Le chef des rebelles au Soudan du Sud Riek Machar veut s'emparer de la capitale Juba et de champs pétroliers clés, a-t-il affirmé dans une interview exclusive à l'AFP, prévenant que la guerre civile ne s'arrêtera pas avant la chute du président Salva Kiir.
Alors qu'on entre dans le cinquième mois de combat et que les pourparlers de paix patinent, Riek Machar, ancien vice-président, a qualifié son rival, le président Salva Kiir, de "dictateur" et ne voit "pas de raison de partager le pouvoir" avec lui.
"Si on doit faire tomber le dictateur, Juba est une cible, les champs pétroliers sont des cibles", a déclaré Riek Machar dans une interview à l'AFP lundi soir, dans un lieu tenu secret dans l'Etat du Haut-Nil, une des régions pétrolières du plus jeune pays du monde, indépendant depuis 2011.
Le conflit sud-soudanais, qui a fait des milliers de morts et près de 900.000 déplacés, a éclaté le 15 décembre dans la capitale Juba, avant de s'étendre à d'autres Etats importants de ce pays producteur de pétrole.Il oppose des soldats loyaux au gouvernement à des militaires mutins qui ont rejoint l'ex-vice président Machar, limogé à l'été 2013.

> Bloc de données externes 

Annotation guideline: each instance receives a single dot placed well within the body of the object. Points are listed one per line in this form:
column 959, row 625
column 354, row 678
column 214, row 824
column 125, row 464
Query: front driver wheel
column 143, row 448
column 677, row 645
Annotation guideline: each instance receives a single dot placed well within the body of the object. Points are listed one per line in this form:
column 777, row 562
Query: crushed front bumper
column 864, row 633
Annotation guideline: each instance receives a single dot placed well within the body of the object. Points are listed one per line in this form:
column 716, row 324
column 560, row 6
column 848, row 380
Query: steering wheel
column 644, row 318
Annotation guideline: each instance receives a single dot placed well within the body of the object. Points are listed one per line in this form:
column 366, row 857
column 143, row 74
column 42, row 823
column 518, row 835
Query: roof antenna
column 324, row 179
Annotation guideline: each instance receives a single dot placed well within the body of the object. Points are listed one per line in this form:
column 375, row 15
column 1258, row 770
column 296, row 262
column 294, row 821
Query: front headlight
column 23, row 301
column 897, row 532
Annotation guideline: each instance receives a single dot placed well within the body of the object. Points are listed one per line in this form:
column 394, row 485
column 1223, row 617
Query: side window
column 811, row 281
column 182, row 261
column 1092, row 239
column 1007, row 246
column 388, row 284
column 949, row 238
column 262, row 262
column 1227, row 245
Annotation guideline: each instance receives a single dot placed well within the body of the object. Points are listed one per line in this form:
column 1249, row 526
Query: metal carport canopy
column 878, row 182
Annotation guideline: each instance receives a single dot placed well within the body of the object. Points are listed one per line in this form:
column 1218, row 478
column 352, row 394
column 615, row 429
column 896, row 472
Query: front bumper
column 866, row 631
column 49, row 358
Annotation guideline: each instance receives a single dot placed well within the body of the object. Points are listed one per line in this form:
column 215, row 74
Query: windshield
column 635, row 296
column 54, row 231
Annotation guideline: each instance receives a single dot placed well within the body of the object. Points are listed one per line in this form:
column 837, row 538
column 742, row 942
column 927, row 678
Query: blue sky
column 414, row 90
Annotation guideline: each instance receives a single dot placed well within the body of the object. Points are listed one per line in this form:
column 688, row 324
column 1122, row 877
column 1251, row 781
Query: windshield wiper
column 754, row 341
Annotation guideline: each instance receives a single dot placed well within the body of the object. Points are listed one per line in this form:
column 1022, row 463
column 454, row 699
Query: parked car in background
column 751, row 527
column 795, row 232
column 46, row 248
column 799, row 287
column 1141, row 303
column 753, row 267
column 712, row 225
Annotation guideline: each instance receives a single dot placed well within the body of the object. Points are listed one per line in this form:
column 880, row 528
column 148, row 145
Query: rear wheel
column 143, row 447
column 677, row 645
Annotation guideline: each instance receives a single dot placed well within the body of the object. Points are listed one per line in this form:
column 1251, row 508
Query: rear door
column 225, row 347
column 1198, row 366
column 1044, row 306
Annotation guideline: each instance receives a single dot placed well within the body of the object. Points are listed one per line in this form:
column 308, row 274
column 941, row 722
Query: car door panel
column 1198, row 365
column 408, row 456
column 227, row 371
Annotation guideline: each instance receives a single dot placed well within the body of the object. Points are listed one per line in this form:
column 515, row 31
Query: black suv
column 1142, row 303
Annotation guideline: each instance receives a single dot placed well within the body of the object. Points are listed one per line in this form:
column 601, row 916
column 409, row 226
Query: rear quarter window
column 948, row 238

Le conflit a rapidement pris une tournure inter-ethnique entre les Dinka du président Kiir et les Nuer de Riek Machar.
"Nous ne faisons que résister à un régime qui veut nous détruire", a plaidé Riek Machar, disant espérer que le cessez-le-feu, signé le 23 janvier mais constamment violé, "sera respecté par les deux parties".
Assis sur un chaise de plastique dans son camp de base - une douzaine de huttes de terre dans une prairie - le chef rebelle de 62 ans à la barbe grisonnante, vêtu d'un treillis militaire, a confié accepter l'idée d'un face-à-face avec le président Kiir, mais qu'il y voyait peu d'intérêt.
"De quoi parlerions-nous?Il est un chef discrédité qui a commis des massacres, j'espère qu'il accepte cela".
Selui lui, Salva Kiir "achète de plus en plus d'armes et de munitions" en "exploitant nos ressources" pétrolières.
De durs combats ont eu lieu mardi près de l'importante ville pétrolière de Bentiu, que les rebelles tentent de reprendre.
- "Réactions spontanées" -
Avant que le conflit n'éclate, le pétrole fournissait 95 % du budget du Soudan du Sud, qui avait obtenu son indépendance après des décennies de guerre civile.
Début avril, les Nations-Unies ont prévenu que le pays, où la saison des pluies commence, pourrait connaître la pire famine à frapper le continent africain depuis des décennies, si le cessez-le-feu permettant aux fermiers de retourner à leurs champs n'était pas respecté et si le pays ne recevait pas davantage d'aide humanitaire de l'étranger.
L'UNICEF a indiqué que jusqu'à 50.000 enfants allaient mourir dans les prochains mois si une action immédiate n'était pas mise en oeuvre, alors qu'une autre agence de l'ONU indiquait que plus de sept millions de personnes, soit 60% de la population, ont besoin d'aide alimentaire pour survivre.
Mais Riek Machar, qui affirme commander une alliance élargie de soldats ayant quitté l'armée et de milices ethniques, a affirmé qu'il n'y aurait pas de paix tant que le président Kiir serait au pouvoir.Il a jugé les pourparlers de paix biaisés car certains médiateurs régionaux - principalement l'Ouganda - sont aussi "des parties dans le conflit".
"Nous n'avons pas le choix, nous avons un tyran à Juba que nous devons chasser du pouvoir", a-t-il déclaré, soutenant que toute tentative des pays de la région de protéger les champs pétrolifères ne ferait qu'aggraver le conflit.
A propos des menaces de sanctions des Etats-Unis contre ceux qui menacent le processus de paix ou violent les droits humains, Riek Machar a assuré n'avoir rien à craindre.
"Je crois que c'est une bonne chose si cela amène ceux impliqués dans le conflit à se retenir et j'espère que Juba pensera de la même façon", a-t-il estimé.
Il a toutefois admis qu'il "ne pouvait pas totalement nier" qu'il y ait peut-être eu des violations des droits de l'homme, particulièrement au début du conflit alors que certains combattants ont eu des "réactions spontanées".
Les deux partis dans le conflit ont été accusés de crimes de guerre, incluant massacres, violences sexuelles, pillage d'aide humanitaire et recrutement d'enfants soldats.